Autrefois nous connaissions les bateaux à rames avec les passeurs, les mariniers et autres métiers du bord de mer. Ils sont seuls pendant longtemps à pouvoir profiter de la beauté des rives et du calme de nos rivières. Dans notre pays, à l’époque de Charles X, on retrouve l’agrément des promenades sur l’eau … Après les troubles de la Révolution, du Consulat et de l’Empire, le calme revient enfin. Mais une nouvelle mode voit le jour, du même genre que celle des courses hippiques, et autres promenades à cheval, qui touche toute une société, à Paris surtout, et dans certaines villes en province. Mais cette mode « équestre » est de fait réservée à une fraction aisée de la population. Par contre le canotage, alors relativement peu pratiqué, ou sur des embarcations peu adaptées, voit le jour. Cette activité touche la masse de la population et permet à ses adeptes de satisfaire leur besoin d’exercice physique. La promenade dans les campagnes était limitée aux abords immédiats de la Capitale, le train est un moyen de transport trop récent, la bicyclette n’est pas née. C’est pourquoi, pour tous, les rivières et le canotage sont une découverte qui saisit aussitôt toute la société.

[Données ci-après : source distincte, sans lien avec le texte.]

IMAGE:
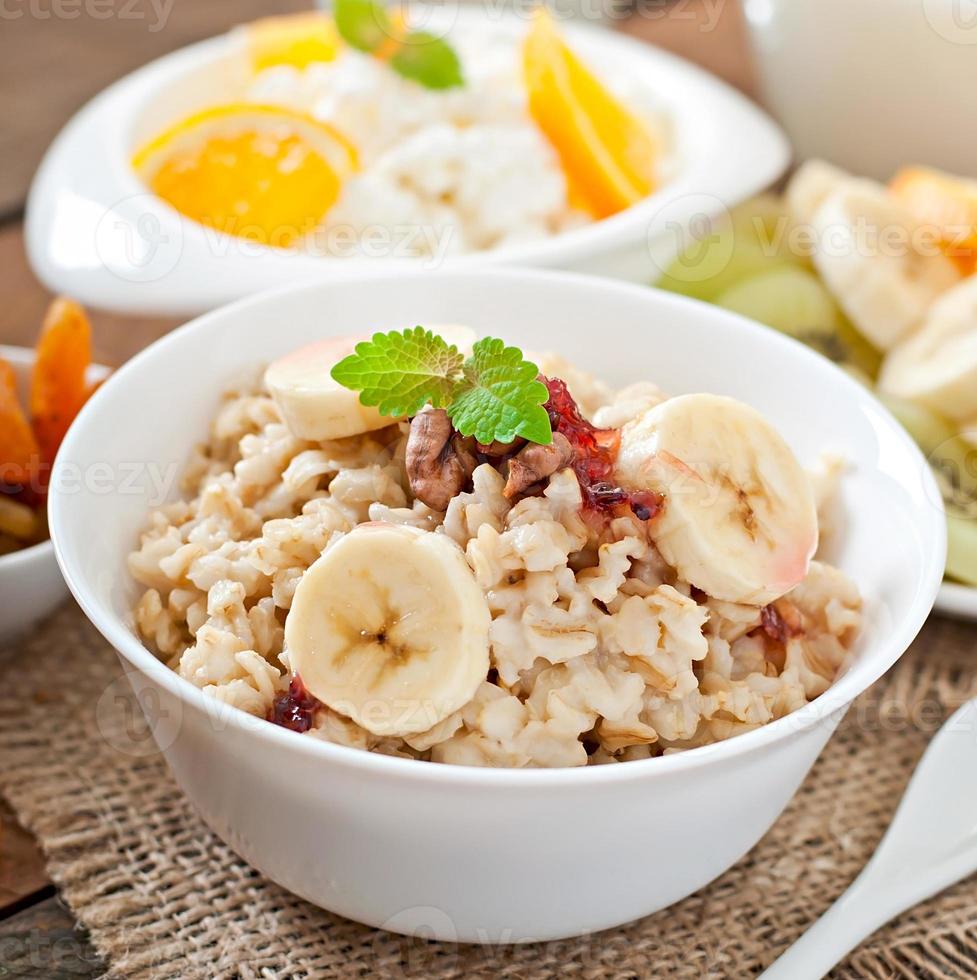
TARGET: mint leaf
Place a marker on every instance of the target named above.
(402, 371)
(501, 397)
(429, 60)
(363, 24)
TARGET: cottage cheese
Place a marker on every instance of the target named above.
(442, 172)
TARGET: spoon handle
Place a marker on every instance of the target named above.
(857, 914)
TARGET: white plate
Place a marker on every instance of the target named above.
(95, 232)
(957, 600)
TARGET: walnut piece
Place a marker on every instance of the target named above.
(534, 463)
(439, 460)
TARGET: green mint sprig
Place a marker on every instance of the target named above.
(418, 55)
(493, 395)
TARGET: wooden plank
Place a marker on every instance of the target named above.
(43, 943)
(59, 53)
(116, 337)
(22, 874)
(710, 33)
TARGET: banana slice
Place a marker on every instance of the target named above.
(739, 520)
(812, 182)
(390, 628)
(317, 408)
(937, 367)
(865, 257)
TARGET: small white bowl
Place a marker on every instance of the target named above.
(95, 232)
(495, 855)
(31, 584)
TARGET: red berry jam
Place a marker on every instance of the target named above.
(595, 451)
(296, 709)
(780, 621)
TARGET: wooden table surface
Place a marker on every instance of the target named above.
(53, 56)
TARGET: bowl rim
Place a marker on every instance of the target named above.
(826, 709)
(101, 127)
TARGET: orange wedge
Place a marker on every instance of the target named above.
(264, 173)
(294, 39)
(946, 203)
(608, 153)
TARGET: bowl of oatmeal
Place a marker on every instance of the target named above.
(242, 163)
(407, 668)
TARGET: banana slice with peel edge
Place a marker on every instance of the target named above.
(739, 520)
(937, 366)
(390, 629)
(811, 183)
(867, 257)
(317, 408)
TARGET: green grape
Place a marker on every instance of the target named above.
(712, 264)
(961, 556)
(929, 430)
(860, 351)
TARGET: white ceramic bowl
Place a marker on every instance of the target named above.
(31, 584)
(477, 854)
(94, 231)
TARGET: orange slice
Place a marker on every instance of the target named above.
(294, 39)
(946, 203)
(608, 153)
(264, 173)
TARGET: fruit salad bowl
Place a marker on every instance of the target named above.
(480, 854)
(95, 230)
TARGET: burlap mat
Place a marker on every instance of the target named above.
(164, 898)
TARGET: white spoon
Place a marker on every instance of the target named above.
(930, 845)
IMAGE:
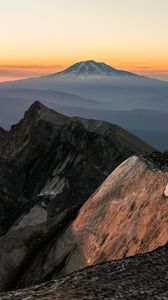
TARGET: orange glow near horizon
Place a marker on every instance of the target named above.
(45, 36)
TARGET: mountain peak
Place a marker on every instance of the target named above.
(91, 68)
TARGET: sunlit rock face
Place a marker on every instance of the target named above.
(66, 159)
(50, 165)
(127, 215)
(141, 277)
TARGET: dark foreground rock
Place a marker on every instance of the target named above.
(141, 277)
(50, 165)
(48, 154)
(127, 215)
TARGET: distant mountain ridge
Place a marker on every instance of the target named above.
(92, 68)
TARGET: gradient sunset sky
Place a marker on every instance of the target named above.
(44, 36)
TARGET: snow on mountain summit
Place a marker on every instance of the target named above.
(92, 68)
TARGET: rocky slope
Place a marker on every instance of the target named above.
(49, 165)
(49, 154)
(141, 277)
(126, 216)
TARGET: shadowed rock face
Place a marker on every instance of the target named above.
(126, 216)
(49, 154)
(141, 277)
(49, 165)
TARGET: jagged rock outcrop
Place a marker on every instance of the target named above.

Les premières embarcations d’avirons, nées sur la Seine au premier quart du 19e siècle, venaient de ROUEN ou du HAVRE. Fabriqués dans les chantiers de la marine marchande leur solidité et leurs formes lourdes étaient peu en rapport avec nos cours d’eau. Les règlements en vigueur n’acceptaient au début que quelques canots à quille, que quelques amateurs bien connus pouvaient utiliser. On pensait à l’époque, que le bateau à fond plat était plus stable que le bateau à quille. Quand cette opinion erronée eut disparu, des améliorations furent perceptibles et divers chantiers virent le jour dans la région parisienne.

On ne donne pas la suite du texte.